Maid coloca mãe e filha na vida real para atuar, e diretora revela como  isso aconteceu
Alex e sua mãe, Paula, a relação delas é meio conturbada / Reprodução Netflix

Em Maid, pouco a pouco começamos a compreender o ciclo de abuso que Alex passa, e como a falta de apoio familiar influencia esse processo. Sua mãe, Paula (Andie McDowell que na vida real é mãe da jovem) é uma personagem fortíssima, não sabemos exatamente o que ela tem, mas é evidente que sofre algum tipo de transtorno mental sério, humor volátil, a cada momento está em um lugar diferente, está em constante negação da realidade.
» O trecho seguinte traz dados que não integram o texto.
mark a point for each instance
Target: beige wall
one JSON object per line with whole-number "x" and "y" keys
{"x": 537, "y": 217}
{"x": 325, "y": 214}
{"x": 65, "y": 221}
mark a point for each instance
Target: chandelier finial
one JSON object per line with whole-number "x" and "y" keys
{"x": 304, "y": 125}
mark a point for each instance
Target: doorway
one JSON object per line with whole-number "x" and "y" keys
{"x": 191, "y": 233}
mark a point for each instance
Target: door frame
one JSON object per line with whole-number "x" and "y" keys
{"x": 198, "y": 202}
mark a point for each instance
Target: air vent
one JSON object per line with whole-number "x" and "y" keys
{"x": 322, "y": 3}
Paula fugiu com Alex das agressões de Hank, mas continua se relacionando com homens que abusam dela, como Basil, que embolsou o dinheiro dela. Além disso, ela é uma nômade sem a menor condição de ajudar Alex e muitas vezes, ela mais atrapalha. Mas podemos entender o motivo… ela precisa encontrar o equilíbrio entre a realidade e o imaginário e, ao mesmo tempo, carrega estigmas potentes de uma vida de violências sofridas que deixaram marcas na vida dela.
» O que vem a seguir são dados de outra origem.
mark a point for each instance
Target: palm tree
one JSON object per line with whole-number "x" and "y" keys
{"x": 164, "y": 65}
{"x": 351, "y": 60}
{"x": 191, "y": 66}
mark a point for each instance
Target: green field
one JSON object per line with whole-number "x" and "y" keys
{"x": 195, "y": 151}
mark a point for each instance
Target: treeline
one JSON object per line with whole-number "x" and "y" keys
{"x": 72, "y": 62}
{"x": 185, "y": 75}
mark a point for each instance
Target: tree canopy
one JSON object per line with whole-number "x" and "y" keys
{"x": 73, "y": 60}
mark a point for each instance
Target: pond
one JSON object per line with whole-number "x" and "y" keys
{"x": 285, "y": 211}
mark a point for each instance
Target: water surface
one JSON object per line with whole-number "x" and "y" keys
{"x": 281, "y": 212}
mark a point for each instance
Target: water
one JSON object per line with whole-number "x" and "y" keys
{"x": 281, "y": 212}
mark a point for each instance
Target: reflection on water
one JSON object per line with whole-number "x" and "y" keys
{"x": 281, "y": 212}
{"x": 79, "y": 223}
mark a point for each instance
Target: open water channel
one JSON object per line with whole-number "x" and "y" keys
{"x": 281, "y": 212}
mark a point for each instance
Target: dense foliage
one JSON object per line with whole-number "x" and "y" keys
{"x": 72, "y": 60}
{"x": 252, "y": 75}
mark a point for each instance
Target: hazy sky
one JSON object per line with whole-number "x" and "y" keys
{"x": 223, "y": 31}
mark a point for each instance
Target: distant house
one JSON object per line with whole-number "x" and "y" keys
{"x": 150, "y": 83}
No geral, é uma série que aborda um tema importante e que tem poucos tropeços. Um que ficou meio fora da curva, é a comédia que tentam introduzir, talvez, para suavizar o assunto que está retratando. Mas não funciona muito. A quantidade de episódios também é exagerada, 06 ou 08 n máximo teriam dado conta do recado, pois em alguns momentos a série intensifica alguns detalhes que não precisam de um enfoque maior do que o necessário. Mas mesmo assim, é bom ver que a indústria audiovisual tem pensado com carinho ao introduzir assuntos como este que são importantes e precisam de espaço para que só assim algo aconteça. Ninguém precisa viver assim.

Resumo
Nota do Thunder Wave
critica-maidMaid é uma produção que merece o sucesso que tem adquirido. Uma obra necessária, que não romantiza a violência doméstica e nos apresenta de forma real e verdadeira o ciclo de agressão que muitas mulheres enfrentam e de forma transparente o motivo de muitas vítimas não conseguirem escapar desses ciclos de violência. Sendo assim, o melhor caminho é evitar que eles se iniciem e falar sobre isso é importante e necessário. Lembrando que o debate começa a partir da informação, do conhecimento, da denúncia. Preparem os lencinhos, está garantida uma temporada de choro e reflexão. Não deixem de assistir.